I will take this article with a bag of salt but I think we are very close to solving the human communication problem. Not because the machines are perfect but because the human, our benchmarks, are prone to mistakes and so a "close enough" machine would pass as a human just fine.
There is inherently no solution to the human communication problem. The mistake has always been in thinking technology would unite us and improve communication when clearly it's doing the opposite.
That's a category error. You don't submit your manuscript to a prestige journal in order to publish it but to take advantage of their PR machinery. The services Nature provides are very good and cost-effective, but you have to meet their standards.

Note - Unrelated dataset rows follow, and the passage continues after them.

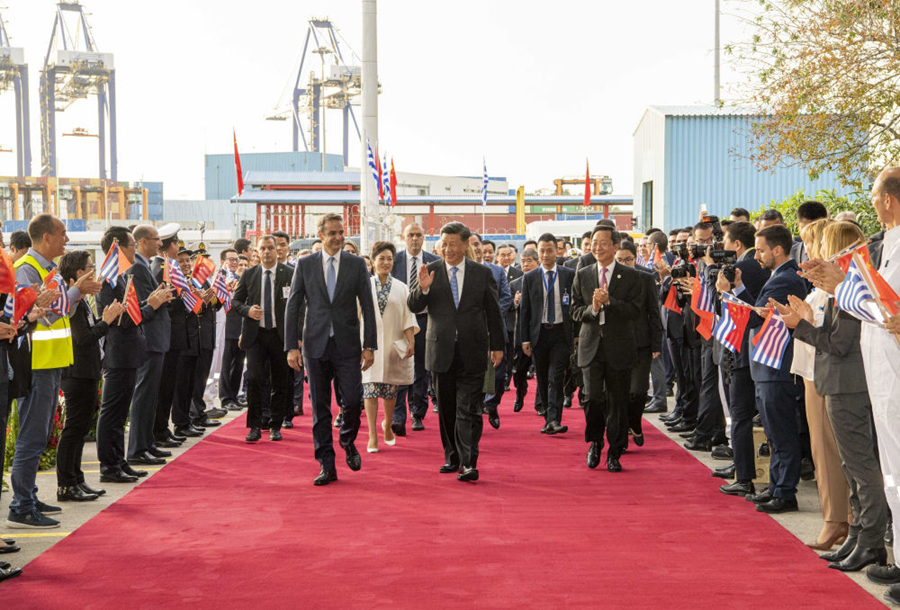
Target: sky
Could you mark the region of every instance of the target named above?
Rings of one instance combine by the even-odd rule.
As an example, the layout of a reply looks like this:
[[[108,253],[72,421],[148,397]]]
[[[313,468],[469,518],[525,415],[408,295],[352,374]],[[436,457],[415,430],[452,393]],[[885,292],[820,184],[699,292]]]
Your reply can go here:
[[[232,128],[241,152],[291,150],[290,123],[265,117],[289,96],[308,19],[330,18],[345,53],[362,52],[359,0],[82,4],[99,50],[115,55],[119,179],[163,181],[166,199],[203,198],[203,155],[229,153]],[[4,6],[11,44],[29,64],[39,174],[38,80],[56,2]],[[632,134],[647,106],[712,102],[713,6],[382,0],[381,147],[398,171],[427,174],[480,175],[484,157],[492,176],[528,191],[583,176],[587,158],[615,193],[632,194]],[[724,45],[740,27],[725,14],[722,31]],[[725,85],[736,79],[729,68],[723,61]],[[15,145],[14,117],[12,92],[0,94],[0,149]],[[326,123],[335,126],[326,149],[339,152],[340,112]],[[62,136],[75,127],[96,133],[96,98],[57,114],[57,125],[59,175],[97,177],[97,140]],[[357,158],[351,152],[351,165]],[[0,152],[0,175],[15,171],[15,154]]]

As research papers, the papers published in Nature/Science/etc. are rarely that useful. Because the journals target the general scientifically literate audience, the interesting details are usually hidden in supplementary material. And the supplements are often little more than giant info dumps that nobody has paid sufficient attention to.

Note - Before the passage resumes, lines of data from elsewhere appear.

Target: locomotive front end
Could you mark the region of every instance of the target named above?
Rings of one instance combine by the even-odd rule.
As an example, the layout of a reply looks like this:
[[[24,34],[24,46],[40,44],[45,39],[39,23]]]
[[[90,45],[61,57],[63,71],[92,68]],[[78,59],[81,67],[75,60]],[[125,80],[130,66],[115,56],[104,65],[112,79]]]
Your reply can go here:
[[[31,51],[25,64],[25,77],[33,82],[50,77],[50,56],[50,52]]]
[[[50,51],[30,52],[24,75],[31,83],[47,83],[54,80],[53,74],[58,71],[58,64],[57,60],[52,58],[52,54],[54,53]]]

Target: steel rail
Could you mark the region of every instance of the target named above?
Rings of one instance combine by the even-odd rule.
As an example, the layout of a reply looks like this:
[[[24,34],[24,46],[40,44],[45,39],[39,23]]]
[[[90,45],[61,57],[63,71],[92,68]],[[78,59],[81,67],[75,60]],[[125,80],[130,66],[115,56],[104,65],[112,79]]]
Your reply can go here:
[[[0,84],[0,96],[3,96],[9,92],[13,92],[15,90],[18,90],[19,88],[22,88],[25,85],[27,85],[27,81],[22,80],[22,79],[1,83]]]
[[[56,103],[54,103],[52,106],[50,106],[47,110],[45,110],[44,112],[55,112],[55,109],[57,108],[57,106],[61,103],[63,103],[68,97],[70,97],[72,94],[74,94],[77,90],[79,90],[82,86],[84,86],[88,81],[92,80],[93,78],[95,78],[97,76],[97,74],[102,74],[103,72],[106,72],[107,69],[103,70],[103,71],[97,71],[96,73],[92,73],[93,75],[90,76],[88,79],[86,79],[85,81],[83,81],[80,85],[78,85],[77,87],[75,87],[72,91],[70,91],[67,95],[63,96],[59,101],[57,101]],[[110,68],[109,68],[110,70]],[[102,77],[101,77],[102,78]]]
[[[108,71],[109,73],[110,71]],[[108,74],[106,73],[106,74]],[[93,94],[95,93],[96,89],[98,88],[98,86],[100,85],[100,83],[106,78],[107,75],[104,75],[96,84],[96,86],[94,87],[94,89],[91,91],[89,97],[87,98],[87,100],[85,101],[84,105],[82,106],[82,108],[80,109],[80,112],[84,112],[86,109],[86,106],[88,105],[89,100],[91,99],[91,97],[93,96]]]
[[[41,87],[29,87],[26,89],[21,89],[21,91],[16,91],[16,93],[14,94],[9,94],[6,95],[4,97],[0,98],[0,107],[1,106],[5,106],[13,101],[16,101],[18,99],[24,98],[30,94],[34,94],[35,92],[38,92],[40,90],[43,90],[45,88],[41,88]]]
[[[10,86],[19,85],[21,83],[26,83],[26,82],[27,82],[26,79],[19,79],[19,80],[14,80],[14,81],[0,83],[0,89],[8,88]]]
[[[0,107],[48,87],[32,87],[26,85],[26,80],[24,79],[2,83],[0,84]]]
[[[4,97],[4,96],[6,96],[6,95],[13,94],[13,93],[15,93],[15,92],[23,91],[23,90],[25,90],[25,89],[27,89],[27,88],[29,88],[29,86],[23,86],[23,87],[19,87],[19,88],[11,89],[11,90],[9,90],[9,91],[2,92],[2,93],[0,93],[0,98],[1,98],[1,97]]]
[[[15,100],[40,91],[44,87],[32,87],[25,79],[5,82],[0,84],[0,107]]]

It would be nice to live in a world where such PR services are unnecessary, but that's not the world we are living in. The academia is very competitive, and there is never enough funding and never enough good jobs.
So to retain their relevance you claim they abandon academic standards and sensationalize an openly accessible study that anyone can read and thus dispute the article. Okay.
It isn't exactly unheard of for them to do that. They'll just wipe their hands of it afterwards if it turns out to be bad science by saying that their goal isn't to publish research that's guaranteed correct.
I don't think it is quite that intentional, but just as human economic systems regularly create bubbles there are blind spots in the academic science collective. People desperately want to get in on LLMs right now.
I am no expert in this field, but this seems an important result, even if on a limited model.
I don't think that anyone was very sure if generalisation was actually happening with current architectures. Happy to be corrected by anyone who knows more.
I can't speak to whether or not Nature should publish this, but I don't find the outcomes in the paper spectacular. In brief, they create an ontology -- in the initial examples, four made up color words, each corresponding to a real color and then three made up 'function' words, representing 'before', 'in the middle of' and 'triple'.
They then ask humans and their AI to generate sequences of colors based on short and progressively longer strings of color words and functions.
The AI is about as good at this as humans, which is to say 85% successful for instructions longer than three or four words.
The headline says that GPT4 is worse at this than MLC. I am doubtful about this claim. I feel a quality prompt engineer could beat 85% with GPT4.
The claims in the document are that MLC shows similar error types to humans, and that this backs some sort of theory of mind I don't know anything about. That's as may be.
I would be surprised if this becomes a radical new architecture based on what I'm reading. I couldn't find a lot of information as to size of the network used; I suppose if its very small that might be interesting. But this read to me very like an 'insider' paper, its target other academics who care about some of these theories of mind, not people who need to get sentences like 'cax kiki pup wif gep' turned into real color circles right away.